Alabama Republican State Senator Tom Whatley tried again this session to convince his colleagues that municipal utilities need the ability to expand beyond current coverage areas. Once again, his appeal to common sense for better connectivity fell on deaf ears.
Whatley, representing the Auburn region, held fast to his promise to bring back a proposal like 2015’s SB 438. Early in February, he introduced SB 56, which stalled in the Senate Transportation and Energy Committee, unable to get a hearing. The bill eliminated limitations on both services offered and where municipal systems can offer those services.
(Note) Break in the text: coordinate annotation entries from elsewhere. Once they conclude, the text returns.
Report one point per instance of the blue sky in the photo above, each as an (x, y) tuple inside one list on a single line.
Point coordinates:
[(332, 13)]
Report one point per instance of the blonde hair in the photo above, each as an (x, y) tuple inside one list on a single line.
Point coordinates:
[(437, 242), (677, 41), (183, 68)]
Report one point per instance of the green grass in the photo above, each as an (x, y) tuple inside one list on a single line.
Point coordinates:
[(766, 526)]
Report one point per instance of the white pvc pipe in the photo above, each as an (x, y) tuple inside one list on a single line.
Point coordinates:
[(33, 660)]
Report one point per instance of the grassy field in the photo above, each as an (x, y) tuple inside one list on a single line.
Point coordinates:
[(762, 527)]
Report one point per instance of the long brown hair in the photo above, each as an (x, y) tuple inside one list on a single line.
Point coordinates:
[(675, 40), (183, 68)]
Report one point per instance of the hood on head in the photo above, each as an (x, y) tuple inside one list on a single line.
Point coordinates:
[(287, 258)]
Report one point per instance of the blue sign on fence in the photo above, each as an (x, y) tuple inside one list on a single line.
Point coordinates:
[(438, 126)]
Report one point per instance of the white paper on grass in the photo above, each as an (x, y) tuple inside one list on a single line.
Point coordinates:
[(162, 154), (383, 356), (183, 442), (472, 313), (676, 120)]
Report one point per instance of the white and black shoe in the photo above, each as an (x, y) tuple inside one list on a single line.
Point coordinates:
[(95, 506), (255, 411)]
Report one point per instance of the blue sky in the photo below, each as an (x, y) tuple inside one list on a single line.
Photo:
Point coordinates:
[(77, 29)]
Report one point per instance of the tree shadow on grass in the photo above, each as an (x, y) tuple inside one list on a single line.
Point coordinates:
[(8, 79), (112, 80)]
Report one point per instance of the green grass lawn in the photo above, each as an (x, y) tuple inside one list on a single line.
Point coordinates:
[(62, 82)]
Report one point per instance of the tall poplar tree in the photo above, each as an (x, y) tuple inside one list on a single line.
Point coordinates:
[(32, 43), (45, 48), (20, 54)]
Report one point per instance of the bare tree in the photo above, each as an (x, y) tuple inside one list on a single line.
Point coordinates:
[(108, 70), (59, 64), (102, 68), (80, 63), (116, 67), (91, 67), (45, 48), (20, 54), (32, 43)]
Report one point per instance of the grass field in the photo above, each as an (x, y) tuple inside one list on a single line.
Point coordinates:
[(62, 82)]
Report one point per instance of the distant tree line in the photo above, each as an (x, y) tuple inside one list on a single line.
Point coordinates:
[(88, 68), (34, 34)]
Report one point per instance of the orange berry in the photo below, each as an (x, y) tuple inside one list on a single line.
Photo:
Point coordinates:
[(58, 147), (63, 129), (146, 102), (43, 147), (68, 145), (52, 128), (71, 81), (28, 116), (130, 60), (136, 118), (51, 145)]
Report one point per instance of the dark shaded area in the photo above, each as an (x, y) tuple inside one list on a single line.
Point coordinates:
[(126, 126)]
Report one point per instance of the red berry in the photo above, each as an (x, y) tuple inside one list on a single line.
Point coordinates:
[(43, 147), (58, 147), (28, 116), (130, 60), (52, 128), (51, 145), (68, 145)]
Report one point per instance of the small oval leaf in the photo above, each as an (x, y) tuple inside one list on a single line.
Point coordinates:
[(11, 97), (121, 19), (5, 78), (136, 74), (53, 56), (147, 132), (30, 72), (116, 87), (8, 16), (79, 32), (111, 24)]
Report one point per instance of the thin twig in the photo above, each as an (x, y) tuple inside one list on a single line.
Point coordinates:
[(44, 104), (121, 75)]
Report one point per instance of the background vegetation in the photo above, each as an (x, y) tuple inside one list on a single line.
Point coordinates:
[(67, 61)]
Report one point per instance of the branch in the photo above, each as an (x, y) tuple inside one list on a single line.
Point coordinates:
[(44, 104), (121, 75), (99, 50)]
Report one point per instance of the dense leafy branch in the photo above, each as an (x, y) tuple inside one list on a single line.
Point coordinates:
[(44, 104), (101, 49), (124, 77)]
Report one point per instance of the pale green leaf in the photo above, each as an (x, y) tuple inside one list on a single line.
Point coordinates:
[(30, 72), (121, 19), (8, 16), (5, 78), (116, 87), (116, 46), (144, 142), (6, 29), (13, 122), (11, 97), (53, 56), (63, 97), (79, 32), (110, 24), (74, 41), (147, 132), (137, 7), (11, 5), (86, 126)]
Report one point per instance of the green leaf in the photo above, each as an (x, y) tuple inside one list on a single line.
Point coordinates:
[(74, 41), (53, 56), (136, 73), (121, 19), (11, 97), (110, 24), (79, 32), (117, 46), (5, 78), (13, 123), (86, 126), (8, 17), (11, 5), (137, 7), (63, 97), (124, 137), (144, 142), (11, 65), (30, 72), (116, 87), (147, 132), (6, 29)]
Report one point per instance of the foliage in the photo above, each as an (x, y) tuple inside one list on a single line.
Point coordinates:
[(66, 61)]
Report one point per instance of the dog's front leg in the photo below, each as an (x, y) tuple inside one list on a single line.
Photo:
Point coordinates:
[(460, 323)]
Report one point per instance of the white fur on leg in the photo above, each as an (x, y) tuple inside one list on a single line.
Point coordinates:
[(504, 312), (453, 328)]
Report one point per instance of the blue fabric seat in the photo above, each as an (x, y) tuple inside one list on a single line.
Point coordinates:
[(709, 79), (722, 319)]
In a January OANow article, Whatley explained that, once again, he was driven by the desire to improve economic development in Auburn:
On the local level, Sen. Tom Whatley, R-Auburn, is sponsoring two bills that he hopes will drive industry to and create jobs in Auburn and Opelika. An Internet availability bill would allow municipalities that offer their own high-speed [gigabit] Internet service, such as the city of Opelika, to expand and offer it in other areas, such as in Auburn and Russell or Tallapoosa counties, which are not eligible for [gigabit] service through private Internet companies.
“The [gigabit] service is something that businesses look for,” Whatley said, adding industries look at [gigabit] Internet the way they do school systems and water and sewer before moving their business into a city. “It’s an economic development tool.”
To Spread The Wealth
Opelika is proof positive in Alabama that municipal networks spur economic growth. Since deploying their Gigabit per second (Gbps) Fiber-to-the-Home (FTTH) network, the community has experienced significant growth, a number of awards, and local subscribers love the service they get from Opelika Power Services (OPS).
OPS would like to offer the same fast, affordable, reliable high-quality Gigabit connectivity to nearby Auburn, but the state’s restrictions prevent expansion. From a February OANow article on SB 56:
“We have an obligation to serve our citizens, but we can’t go across the street into Auburn. We can’t go across the street into the county. You’ve got some folks in the county who are literally in a digital desert,” [Opelika Mayor Gary] Fuller said. “The Opelika City Schools have a gig of Internet speed. Auburn does not have a gig of speed. We’d love to serve not only Auburn City Schools, but also Auburn University with ultra high-speed Internet.”…
“[The network is] owned by the citizens, just like the power company. The power company has been owned by the citizens for over 100 years,” Fuller said…
“We just want to offer our service to folks who don’t have service or inadequate service or less-than-ideal service…Sen. Whatley has been our champion on this.”
Mayor Fuller told OANow that he was ready to testify before the Transportation and Energy Committee but no hearing was ever scheduled before the session ended on May 4th.
An Easy Fix
With the Appellate Court considering the FCC’s reversal of state limitations in Tennessee and North Carolina, there is a chance that Sen. Whatley may not need to continue to press his colleagues for changes in state law. Rather than depending on federal intervention to set things right, however, state leaders have the opportunity to restore local authority now.
Sen. Whatley has the right idea - let communities make their own connectivity decisions by removing state barriers.